Together, insulin and glucagon form a feedback loop. After a meal, insulin dominates, pulling sugar out of the blood. Between meals, glucagon takes over, pushing sugar back in. This back-and-forth keeps blood glucose within a narrow, safe range around the clock.
Somatostatin: The Regulatory Brake
Delta cells make up about 12% of each islet and produce somatostatin, a hormone that acts as a local brake on both insulin and glucagon. Rather than entering the broader bloodstream to affect distant organs, somatostatin works right inside the islet, diffusing to neighboring cells and dialing down their output.
It uses different pathways depending on the target. Somatostatin suppresses glucagon release from nearby alpha cells through one type of receptor, and inhibits insulin release from beta cells through a different receptor type. This paracrine (cell-to-neighbor-cell) action helps prevent the pancreas from overproducing either hormone, fine-tuning the insulin-glucagon balance rather than letting it swing too far in either direction.
Pancreatic Polypeptide: The Digestive Regulator
After a meal, specialized cells in the islets release pancreatic polypeptide, a hormone focused on digestion rather than blood sugar. Its main role is slowing down the pancreas’s own digestive enzyme secretions. It does this indirectly by acting on receptors in the brain, which then reduces nerve signals traveling back to the pancreas.
Pancreatic polypeptide also relaxes the gallbladder, reducing the pressure that drives bile into the intestine. The overall effect is a modulating influence on digestion, preventing the system from overreacting to food intake.

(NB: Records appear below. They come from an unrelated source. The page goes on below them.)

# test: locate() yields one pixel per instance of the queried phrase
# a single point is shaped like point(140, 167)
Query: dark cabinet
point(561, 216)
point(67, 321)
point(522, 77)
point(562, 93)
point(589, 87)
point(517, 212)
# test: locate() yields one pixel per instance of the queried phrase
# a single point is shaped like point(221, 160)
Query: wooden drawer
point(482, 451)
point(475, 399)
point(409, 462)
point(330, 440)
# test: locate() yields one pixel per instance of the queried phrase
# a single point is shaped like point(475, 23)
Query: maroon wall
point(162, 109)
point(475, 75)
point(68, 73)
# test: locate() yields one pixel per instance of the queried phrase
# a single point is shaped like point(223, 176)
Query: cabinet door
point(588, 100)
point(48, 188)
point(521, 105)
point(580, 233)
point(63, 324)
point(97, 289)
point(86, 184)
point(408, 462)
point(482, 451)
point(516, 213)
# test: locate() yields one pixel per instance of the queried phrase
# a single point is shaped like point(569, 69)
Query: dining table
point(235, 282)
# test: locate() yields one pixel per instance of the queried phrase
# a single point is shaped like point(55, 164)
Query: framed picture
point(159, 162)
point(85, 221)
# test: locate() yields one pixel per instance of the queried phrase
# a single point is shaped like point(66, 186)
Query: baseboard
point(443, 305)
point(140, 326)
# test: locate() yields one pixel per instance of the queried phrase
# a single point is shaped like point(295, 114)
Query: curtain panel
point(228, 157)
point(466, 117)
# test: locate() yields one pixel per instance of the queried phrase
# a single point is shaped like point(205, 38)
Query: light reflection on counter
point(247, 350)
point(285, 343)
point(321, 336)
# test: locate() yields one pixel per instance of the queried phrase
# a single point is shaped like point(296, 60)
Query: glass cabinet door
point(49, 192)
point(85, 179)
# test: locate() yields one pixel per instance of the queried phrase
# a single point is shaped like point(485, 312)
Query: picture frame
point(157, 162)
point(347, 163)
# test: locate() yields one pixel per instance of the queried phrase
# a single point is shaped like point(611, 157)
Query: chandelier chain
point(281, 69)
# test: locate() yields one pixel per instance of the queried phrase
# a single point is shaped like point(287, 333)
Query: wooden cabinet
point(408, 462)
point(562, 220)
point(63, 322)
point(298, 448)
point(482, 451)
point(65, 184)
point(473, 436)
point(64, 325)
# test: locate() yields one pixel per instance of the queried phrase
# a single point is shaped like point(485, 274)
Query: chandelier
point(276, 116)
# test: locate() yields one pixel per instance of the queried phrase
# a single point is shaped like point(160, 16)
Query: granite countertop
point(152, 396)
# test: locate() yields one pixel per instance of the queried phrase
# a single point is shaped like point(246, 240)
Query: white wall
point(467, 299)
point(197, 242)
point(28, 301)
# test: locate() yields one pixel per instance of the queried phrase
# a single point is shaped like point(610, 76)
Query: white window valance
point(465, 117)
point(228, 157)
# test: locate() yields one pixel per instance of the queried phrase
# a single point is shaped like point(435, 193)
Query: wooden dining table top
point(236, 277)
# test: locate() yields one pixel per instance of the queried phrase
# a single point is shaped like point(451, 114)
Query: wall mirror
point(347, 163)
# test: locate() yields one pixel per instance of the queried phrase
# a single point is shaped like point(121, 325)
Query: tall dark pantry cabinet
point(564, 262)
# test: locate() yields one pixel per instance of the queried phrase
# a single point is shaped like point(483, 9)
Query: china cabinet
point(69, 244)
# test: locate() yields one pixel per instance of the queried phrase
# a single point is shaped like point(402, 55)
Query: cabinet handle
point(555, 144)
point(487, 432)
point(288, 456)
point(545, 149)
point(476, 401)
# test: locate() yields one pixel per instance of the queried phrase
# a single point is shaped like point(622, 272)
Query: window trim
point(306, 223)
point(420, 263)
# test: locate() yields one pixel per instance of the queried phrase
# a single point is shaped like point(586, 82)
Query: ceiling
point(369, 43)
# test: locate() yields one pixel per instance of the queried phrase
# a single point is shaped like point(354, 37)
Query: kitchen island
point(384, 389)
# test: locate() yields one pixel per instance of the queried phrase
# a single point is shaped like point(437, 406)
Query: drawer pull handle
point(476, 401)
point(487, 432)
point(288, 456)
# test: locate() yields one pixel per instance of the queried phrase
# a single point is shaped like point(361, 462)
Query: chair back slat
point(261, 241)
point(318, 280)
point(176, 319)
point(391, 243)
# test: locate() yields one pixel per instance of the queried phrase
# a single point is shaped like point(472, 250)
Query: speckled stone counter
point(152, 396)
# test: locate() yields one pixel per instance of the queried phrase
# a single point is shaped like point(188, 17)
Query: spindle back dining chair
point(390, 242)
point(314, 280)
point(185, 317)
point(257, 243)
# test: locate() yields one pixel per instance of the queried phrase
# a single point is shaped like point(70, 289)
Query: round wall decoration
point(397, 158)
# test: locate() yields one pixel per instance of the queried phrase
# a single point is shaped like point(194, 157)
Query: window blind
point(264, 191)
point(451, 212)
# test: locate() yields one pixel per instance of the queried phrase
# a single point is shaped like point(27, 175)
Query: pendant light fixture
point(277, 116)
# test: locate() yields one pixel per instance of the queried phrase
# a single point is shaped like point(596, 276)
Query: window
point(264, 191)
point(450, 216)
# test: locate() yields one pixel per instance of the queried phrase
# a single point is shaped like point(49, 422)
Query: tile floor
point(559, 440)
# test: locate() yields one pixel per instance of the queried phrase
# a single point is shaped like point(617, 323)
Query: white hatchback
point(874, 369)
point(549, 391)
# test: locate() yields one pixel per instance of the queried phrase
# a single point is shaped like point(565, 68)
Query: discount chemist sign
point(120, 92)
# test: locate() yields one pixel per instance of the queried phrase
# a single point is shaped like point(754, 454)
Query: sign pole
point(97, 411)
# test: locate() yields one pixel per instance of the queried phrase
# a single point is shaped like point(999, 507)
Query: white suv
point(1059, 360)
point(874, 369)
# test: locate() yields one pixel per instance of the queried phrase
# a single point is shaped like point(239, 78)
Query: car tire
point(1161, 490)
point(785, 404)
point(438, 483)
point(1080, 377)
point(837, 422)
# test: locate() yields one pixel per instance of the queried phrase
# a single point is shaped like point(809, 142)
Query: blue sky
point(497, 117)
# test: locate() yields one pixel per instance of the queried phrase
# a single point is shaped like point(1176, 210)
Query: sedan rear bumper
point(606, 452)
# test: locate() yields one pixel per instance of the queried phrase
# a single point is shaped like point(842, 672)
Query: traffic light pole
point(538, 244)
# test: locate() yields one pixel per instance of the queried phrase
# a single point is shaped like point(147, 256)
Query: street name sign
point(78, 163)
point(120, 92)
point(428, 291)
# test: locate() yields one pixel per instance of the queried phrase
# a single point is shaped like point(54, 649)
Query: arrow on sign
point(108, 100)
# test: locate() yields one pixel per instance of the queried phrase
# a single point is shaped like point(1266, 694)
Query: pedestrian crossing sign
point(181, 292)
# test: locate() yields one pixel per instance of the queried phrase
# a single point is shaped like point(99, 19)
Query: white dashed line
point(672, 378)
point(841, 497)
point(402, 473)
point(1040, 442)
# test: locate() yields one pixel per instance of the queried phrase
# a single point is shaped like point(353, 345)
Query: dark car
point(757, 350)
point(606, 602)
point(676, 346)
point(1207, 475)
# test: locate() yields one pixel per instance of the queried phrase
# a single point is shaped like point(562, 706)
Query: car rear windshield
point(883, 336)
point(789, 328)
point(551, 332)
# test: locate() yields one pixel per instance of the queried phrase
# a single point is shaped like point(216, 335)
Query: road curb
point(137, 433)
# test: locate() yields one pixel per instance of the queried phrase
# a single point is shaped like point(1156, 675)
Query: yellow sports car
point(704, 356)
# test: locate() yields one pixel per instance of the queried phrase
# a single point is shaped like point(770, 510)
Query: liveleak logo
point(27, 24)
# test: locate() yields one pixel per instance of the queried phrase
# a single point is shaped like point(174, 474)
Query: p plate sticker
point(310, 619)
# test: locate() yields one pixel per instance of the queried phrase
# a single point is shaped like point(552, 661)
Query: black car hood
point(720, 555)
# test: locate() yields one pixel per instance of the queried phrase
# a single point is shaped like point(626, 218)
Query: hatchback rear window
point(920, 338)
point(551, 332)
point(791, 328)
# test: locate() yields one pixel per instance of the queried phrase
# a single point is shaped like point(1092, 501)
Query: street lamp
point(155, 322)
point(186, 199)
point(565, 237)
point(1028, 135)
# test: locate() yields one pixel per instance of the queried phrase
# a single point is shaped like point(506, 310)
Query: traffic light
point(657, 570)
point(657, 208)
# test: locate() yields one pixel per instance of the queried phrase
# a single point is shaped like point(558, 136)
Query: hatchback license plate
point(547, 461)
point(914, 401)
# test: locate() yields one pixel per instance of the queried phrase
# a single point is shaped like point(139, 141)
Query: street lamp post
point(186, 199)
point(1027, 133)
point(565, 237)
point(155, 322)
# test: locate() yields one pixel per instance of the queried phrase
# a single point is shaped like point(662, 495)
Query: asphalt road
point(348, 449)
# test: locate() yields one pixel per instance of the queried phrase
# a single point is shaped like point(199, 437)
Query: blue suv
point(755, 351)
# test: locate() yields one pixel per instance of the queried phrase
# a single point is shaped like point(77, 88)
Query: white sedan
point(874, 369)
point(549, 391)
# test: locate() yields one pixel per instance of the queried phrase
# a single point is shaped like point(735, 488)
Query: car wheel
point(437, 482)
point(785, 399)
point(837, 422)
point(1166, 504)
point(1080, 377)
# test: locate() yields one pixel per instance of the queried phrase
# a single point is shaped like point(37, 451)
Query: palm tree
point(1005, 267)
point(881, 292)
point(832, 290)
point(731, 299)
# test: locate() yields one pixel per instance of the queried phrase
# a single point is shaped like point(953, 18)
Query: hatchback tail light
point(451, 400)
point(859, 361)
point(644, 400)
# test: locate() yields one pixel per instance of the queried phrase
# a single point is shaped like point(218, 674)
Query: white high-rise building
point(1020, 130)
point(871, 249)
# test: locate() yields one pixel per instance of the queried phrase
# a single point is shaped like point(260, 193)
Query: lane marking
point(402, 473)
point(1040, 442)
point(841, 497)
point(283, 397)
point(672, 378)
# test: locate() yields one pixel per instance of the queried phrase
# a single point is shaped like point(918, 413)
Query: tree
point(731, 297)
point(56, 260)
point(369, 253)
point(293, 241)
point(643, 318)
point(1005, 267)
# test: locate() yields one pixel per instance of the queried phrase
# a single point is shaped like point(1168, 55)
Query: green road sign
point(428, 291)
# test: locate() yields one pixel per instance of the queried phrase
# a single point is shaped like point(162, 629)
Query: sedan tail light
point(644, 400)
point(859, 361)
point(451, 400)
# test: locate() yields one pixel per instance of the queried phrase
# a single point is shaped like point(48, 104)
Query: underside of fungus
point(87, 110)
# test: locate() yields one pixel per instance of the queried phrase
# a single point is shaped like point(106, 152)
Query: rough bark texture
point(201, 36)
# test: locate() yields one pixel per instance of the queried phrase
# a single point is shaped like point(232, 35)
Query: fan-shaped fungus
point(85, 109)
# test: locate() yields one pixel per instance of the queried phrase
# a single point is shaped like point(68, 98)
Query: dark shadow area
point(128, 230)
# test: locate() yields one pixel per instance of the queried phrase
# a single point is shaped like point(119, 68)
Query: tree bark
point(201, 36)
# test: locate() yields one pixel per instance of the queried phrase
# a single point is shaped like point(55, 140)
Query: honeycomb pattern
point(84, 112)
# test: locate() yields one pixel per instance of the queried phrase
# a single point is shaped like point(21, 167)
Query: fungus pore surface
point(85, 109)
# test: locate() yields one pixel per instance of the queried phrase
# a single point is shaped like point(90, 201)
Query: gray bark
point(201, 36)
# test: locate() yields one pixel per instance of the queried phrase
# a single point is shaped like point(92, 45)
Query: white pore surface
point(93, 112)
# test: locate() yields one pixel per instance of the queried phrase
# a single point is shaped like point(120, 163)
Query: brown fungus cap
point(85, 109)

Ghrelin: The Rare Fifth Hormone
A small population of epsilon cells in the pancreas produces ghrelin, the same “hunger hormone” secreted in larger quantities by the stomach. During fetal development, epsilon cells account for roughly 10% of islet cells and likely contribute meaningfully to circulating ghrelin levels. In adults, however, they shrink to less than 1% of islet cells, making them extremely rare. Single-cell analysis of nearly 15,000 human islet cells identified just 11 epsilon cells, a frequency of 0.08%. While the stomach remains the body’s primary ghrelin source, the pancreatic contribution during early development suggests these cells play a role in metabolic programming before birth.
How These Hormones Work Together
The pancreas isn’t just producing five independent hormones. The physical layout of the islets matters. Alpha, beta, and delta cells sit in close proximity, allowing somatostatin to reach its targets almost instantly without relying on the bloodstream. This architecture means the islet functions as a miniature organ, with internal feedback loops adjusting hormone output moment to moment.
Blood sugar control depends on the ratio between insulin and glucagon more than the absolute amount of either one. Somatostatin modulates both sides of that ratio. Pancreatic polypeptide and ghrelin operate on longer timescales, influencing digestion and appetite. The result is a layered system where each hormone checks or complements the others, keeping metabolism stable across meals, fasting, exercise, and sleep.